Turkey stands at center of NATO’s geopolitical future: Altun
NATO and Turkish flags flutter at the Alliance headquarters in Brussels, Belgium, Nov. 26, 2019. (Reuters Photo)


Turkey expects more support from NATO and its allies for activities aimed at stabilizing the region and the world as a country at the core of the alliance's geopolitical future, Turkey's Presidential Communications Director Fahrettin Altun said on Thursday.

Speaking at the opening of the panel discussion on "Changing Dynamics and Longstanding Alliance: Stronger with Turkiye for 70 Years," in Ankara, Altun highlighted Turkey’s contributions to NATO missions and operations as well as relations with the pact.

NATO stands as the largest and most institutionally advanced alliance in the history of the world and it has made significant contributions to peace and stability across the globe ever since its establishment, according to Altun.

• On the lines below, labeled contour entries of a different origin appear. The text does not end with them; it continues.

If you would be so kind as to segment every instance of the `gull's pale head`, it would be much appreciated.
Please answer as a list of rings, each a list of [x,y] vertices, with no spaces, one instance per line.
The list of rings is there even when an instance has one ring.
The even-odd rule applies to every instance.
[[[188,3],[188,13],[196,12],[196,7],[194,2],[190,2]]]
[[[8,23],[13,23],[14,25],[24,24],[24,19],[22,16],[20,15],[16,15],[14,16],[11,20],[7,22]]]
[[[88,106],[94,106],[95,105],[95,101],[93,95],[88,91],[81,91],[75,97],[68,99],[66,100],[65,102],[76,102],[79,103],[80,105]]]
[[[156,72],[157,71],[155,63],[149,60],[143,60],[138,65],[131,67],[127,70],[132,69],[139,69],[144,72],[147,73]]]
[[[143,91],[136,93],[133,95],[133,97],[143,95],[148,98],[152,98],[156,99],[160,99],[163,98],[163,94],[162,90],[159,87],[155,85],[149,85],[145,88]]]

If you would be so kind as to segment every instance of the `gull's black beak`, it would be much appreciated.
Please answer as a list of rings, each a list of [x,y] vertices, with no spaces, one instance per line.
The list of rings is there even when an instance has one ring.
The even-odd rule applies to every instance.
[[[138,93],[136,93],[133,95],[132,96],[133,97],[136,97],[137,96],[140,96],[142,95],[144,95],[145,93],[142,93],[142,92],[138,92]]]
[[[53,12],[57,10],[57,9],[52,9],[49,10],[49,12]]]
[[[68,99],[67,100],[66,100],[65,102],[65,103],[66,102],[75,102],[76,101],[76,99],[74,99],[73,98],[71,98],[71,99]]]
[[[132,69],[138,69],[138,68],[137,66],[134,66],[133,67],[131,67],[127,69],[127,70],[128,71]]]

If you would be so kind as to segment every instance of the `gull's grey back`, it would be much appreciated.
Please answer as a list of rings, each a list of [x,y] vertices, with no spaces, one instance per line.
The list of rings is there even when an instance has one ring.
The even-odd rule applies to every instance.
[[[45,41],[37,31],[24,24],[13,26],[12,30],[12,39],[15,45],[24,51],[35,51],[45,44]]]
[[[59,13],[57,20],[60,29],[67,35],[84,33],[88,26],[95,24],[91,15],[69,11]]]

"NATO today is not just an alliance, it has gone beyond alliance and transformed into an international institution where many countries cooperate in the name of security," he said, adding that alliances were expected to dissolve following the disintegration of an enemy figure but that has not been the case with NATO.

Turkey joined the military alliance of 30 North American and European countries in 1952. The country has also been providing permanent naval assistance to NATO missions in the Aegean Sea while leading regional initiatives, including the Standing NATO Maritime Group’s (SNMG) activities in the Black Sea region.

Turkey also hosts many NATO initiatives. There is a NATO headquarters in the western Izmir province, an air base in southern Adana province, another one in Diyarbakır and a NATO Rapid Deployable Corps in Istanbul. It also hosts the AN/TPY-2 radar in eastern Malatya province as part of the organization’s missile shield project. Apart from all these, in 2018 alone, Turkey contributed $101 million (TL 1.3 billion) to the common funding of NATO.

Although some claimed NATO expired and was referred to as "brain dead" by a leader of a NATO-member country, the organization still maintains its position in global politics, said Altun, also noting that the alliance was a strong international organization stretching from continental America to the borders of Asia with 30 members.

He said that Turkey had always viewed NATO as a strategic and valuable alliance bringing peace and stability to not only the member states but the globe.

"Like all countries, Turkey also has relations with non-NATO countries. These ties should not be regarded as an alternative to NATO," he said.

"Turkey is one of NATO's most active, most reliable allies and it did not join NATO solely as a result of its geographical features," he said, stressing that Ankara made contributions to the pact even prior to becoming a member.

The official went on to say that Turkey was among the top five alliance members making the most contributions to missions and operations, as seen in Kosovo, Afghanistan and Iraq, and Turkey undertook the responsibility for NATO's Very High Readiness Joint Task Force (VJTF) in 2021.

Emphasizing that Turkey has always viewed the alliance as an important instrument of its agenda for security and foreign policy, he said his country was standing at the very center of the geopolitical future of NATO.

While Turkey fulfills its responsibilities toward the international organization, it also has expectations from NATO and member countries to contribute to stability and peace across its region and the world, said Altun.

He called on NATO to support efforts for stability on European borders more intensively as developments in Syria in the past decade demonstrated the fact that instability could spread to the whole world and issues such as terror and migration emanating from the Syrian crisis were still awaiting solutions.

Altun said his country simultaneously fought multiple terrorist groups in Syria, such as the Daesh and the PKK, but failed to get the expected support from NATO allies.

Turkey's counterterrorism efforts for sake of self-defense also serve anti-terror expectations of NATO and global terrorism, threat, according to Altun, who was critical of some NATO allies who he said were "hand-to-hand" with terrorist groups, let alone supporting Turkey in its battle against terrorism, and it was "unacceptable" for Ankara that some allies were trying to use one terrorist group to fight another.

Despite Turkey’s commitment to the organization, it has not received the support it expects.

The first disappointment came in 1964 when Turkey decided to take action in Cyprus where Turkish Cypriots were suffering under Greek Cypriots. The then-United States President Lyndon B. Johnson sent a letter to Turkish President Ismet Inönü, saying that in case of an invasion on the island, NATO would not side with the country.

In the late 1990s, when the fight against the PKK was at its height in Turkey, particularly in the eastern regions of the country, Germany claimed that Turkey was using weapons against civilians and issued an embargo on the country instead of supporting its fight.

Over time, siding with terrorists rather than Turkey became a pattern for many NATO member countries, particularly the U.S. The U.S. has supported the PKK’s Syrian offshoot, the YPG, in Syria for years now, despite Turkey’s warnings that the group is a security threat for them.

The U.S. has provided military training and supplied truckloads of weapons to the YPG, disregarding warnings from Ankara that partnering with one terrorist group to fight another is not acceptable.

Turkey says the weapons are ultimately transferred to the PKK, which is designated as a terrorist group by the U.S., Turkey and the European Union, and used against Turkey.